Mrs. Danvers attempts to persuade Mrs. de Winter to leap to her death.
Trying to be the perfect wife, the young Mrs. de Winter convinces Maxim to hold a costume party, as he had done with Rebecca. She wants to plan her own costume, but Mrs. Danvers suggests she copy the beautiful outfit in the portrait of Lady Caroline de Winter, an ancestor of Maxim’s. At the party, when the costume is revealed, Maxim is appalled; Rebecca wore the same outfit at the ball a year ago, shortly before her death.
Mrs. de Winter confronts Danvers, who tells her she can never take Rebecca’s place, and almost manages to convince her to jump to her death. An airborne flare reveals that a ship has hit the rocks. Mrs. de Winter rushes outside, where she hears that during the rescue a sunken boat has been found with Rebecca’s body in it.
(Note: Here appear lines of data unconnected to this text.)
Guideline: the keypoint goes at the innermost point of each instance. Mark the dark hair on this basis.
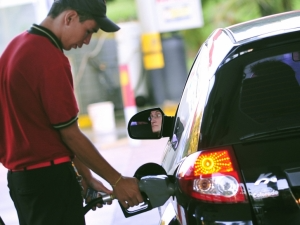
(57, 8)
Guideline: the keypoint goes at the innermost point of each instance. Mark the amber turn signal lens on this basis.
(213, 162)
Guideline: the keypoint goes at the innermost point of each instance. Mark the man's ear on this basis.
(70, 16)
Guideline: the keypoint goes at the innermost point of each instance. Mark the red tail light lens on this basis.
(212, 176)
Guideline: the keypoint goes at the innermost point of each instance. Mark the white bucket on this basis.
(102, 117)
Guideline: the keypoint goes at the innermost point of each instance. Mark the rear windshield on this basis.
(254, 94)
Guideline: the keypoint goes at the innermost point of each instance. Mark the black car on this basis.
(233, 154)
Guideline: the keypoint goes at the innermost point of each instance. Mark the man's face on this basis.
(77, 33)
(156, 121)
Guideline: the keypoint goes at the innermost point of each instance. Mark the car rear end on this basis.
(237, 156)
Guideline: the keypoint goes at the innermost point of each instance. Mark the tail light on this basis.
(212, 176)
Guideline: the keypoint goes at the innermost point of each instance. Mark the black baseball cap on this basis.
(96, 8)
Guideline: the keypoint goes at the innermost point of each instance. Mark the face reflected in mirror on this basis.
(156, 121)
(146, 124)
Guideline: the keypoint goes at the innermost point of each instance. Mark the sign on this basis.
(174, 15)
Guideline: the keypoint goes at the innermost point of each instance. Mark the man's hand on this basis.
(97, 186)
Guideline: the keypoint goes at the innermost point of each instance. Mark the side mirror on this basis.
(146, 124)
(150, 124)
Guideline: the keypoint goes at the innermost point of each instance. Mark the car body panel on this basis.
(259, 177)
(227, 103)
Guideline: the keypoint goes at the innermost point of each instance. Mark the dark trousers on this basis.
(49, 195)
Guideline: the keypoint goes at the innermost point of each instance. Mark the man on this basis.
(40, 137)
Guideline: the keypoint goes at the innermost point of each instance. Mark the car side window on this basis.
(270, 89)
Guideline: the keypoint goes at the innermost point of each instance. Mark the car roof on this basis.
(265, 26)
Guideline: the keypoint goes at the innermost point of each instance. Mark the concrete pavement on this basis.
(126, 155)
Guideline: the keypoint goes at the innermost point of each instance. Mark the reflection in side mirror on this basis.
(146, 124)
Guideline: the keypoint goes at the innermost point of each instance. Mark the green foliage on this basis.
(121, 10)
(216, 14)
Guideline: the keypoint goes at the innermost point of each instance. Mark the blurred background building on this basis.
(152, 52)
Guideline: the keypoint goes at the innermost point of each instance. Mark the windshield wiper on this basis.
(280, 132)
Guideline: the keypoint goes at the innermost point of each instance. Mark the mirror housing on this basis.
(150, 124)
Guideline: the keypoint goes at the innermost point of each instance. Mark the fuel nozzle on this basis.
(156, 190)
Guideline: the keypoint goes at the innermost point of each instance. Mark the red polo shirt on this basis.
(36, 99)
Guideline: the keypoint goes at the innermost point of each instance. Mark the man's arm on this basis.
(126, 190)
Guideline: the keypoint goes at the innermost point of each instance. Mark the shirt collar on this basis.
(42, 31)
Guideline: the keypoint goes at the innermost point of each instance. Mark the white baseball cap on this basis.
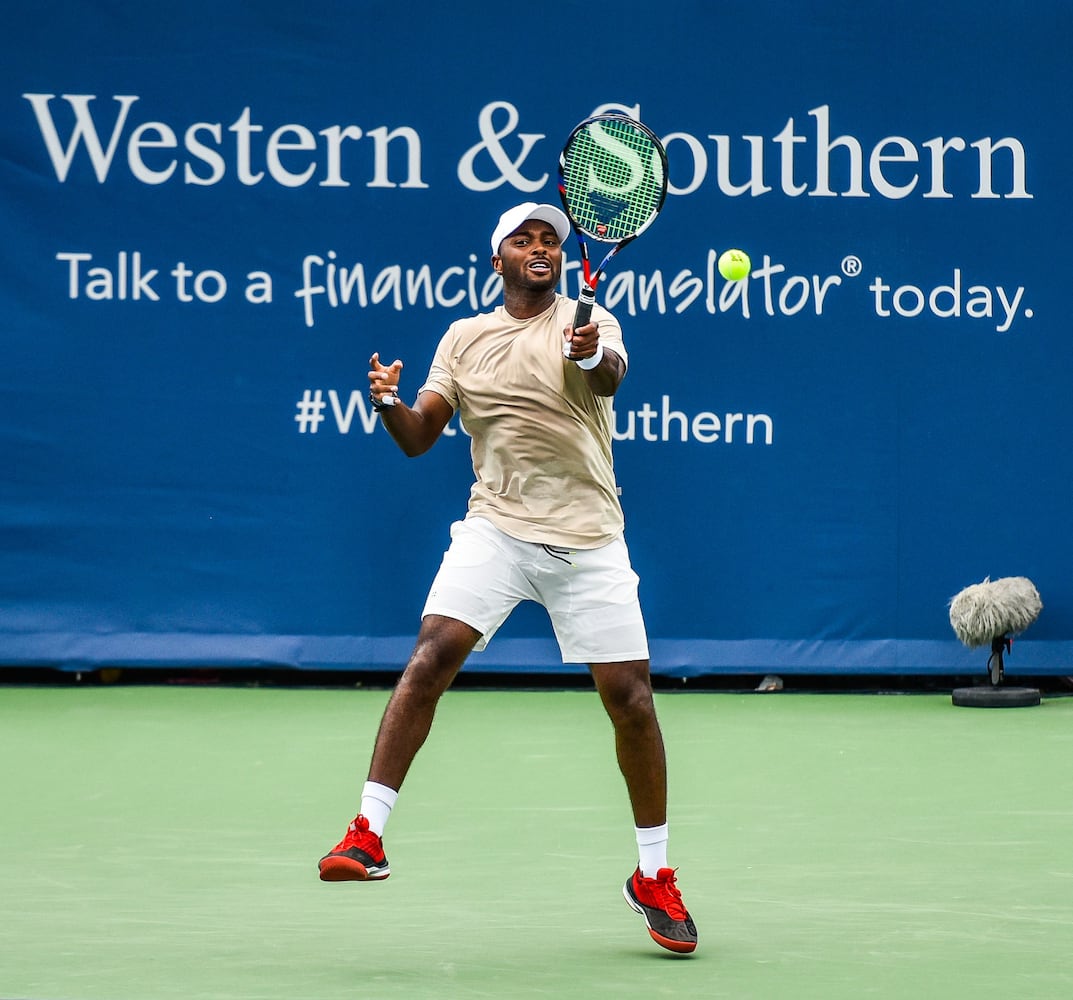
(515, 218)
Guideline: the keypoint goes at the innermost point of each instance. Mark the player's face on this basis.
(530, 258)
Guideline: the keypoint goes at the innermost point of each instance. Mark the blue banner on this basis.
(215, 214)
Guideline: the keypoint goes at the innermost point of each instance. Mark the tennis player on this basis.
(544, 524)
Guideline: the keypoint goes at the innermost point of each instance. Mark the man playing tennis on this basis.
(544, 524)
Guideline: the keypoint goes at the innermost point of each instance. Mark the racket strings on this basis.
(614, 179)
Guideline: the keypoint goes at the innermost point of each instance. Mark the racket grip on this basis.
(585, 302)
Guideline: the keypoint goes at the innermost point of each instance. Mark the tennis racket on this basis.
(613, 180)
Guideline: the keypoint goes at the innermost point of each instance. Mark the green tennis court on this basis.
(161, 841)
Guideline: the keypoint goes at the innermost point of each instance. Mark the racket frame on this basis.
(590, 278)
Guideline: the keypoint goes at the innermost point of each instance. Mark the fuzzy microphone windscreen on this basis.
(993, 608)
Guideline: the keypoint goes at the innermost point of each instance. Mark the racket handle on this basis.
(585, 302)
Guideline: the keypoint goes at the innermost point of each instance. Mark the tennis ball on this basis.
(734, 265)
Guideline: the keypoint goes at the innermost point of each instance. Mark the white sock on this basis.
(652, 849)
(377, 804)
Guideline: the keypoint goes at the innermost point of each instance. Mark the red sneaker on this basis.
(357, 857)
(659, 901)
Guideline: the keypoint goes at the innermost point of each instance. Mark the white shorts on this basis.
(589, 593)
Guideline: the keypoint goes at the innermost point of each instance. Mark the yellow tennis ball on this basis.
(734, 265)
Maxim admits to his new wife that he had earlier misidentified another body as Rebecca’s, in order to conceal the truth. His first marriage, until now viewed by the world as ideal, was in fact a sham. At the very beginning of their marriage Rebecca had told Maxim she intended to continue the scandalous life she had previously lived. He hated her for this, but they agreed to an arrangement: in public she would pretend to be the perfect wife and hostess, and he would ignore Rebecca’s private wanton lifestyle. However, Rebecca grew careless, including an ongoing affair with Jack Favell. One night, Rebecca told Maxim she was pregnant with a child that was not his. Laughing at Maxim’s dismay, Rebecca proclaimed that the child, presumed to be a boy and legally Maxim’s son, would thus inherit his beloved estate Manderley. During the ensuing heated argument she fell, hit her head and died. Maxim took the body out in her boat, which he then scuttled.
Now assured of her husband’s love for her and not his first wife, the new Mrs. de Winter sheds the remnants of her girlish innocence. She begins to coach her husband how to conceal the mode of Rebecca’s death from the authorities. In the police investigation, deliberate damage to the boat points to suicide. However Favell shows Maxim a note from Rebecca which appears to prove she was not suicidal; Favell tries to blackmail Maxim. Maxim tells the police, and then falls under suspicion of murder. The investigation reveals Rebecca’s secret visit to a London doctor (Leo G. Carroll), which Favell assumes was due to her illicit pregnancy. However, the police interview with the doctor establishes that Rebecca was not actually pregnant; the doctor had told her she was suffering from a late-stage cancer instead.
The coroner renders a finding of suicide. Only Frank Crawley, Maxim, and his wife know the full story: that Rebecca told Maxim she was pregnant with another man’s child in order to try to goad him into killing her, an indirect means of suicide that would also have ensured her husband’s ruination and possible execution.
As Maxim returns home from London to Manderley, he sees that the manor is on fire, set ablaze by the deranged Mrs. Danvers. The second Mrs. de Winter and the staff escape the blaze, but Danvers is killed when a ceiling collapses on her. Finally, a silk nightdress case on Rebecca’s bed, with a beautifully embroidered “R” – Rebecca’s proud emblem of ownership – is consumed by flames.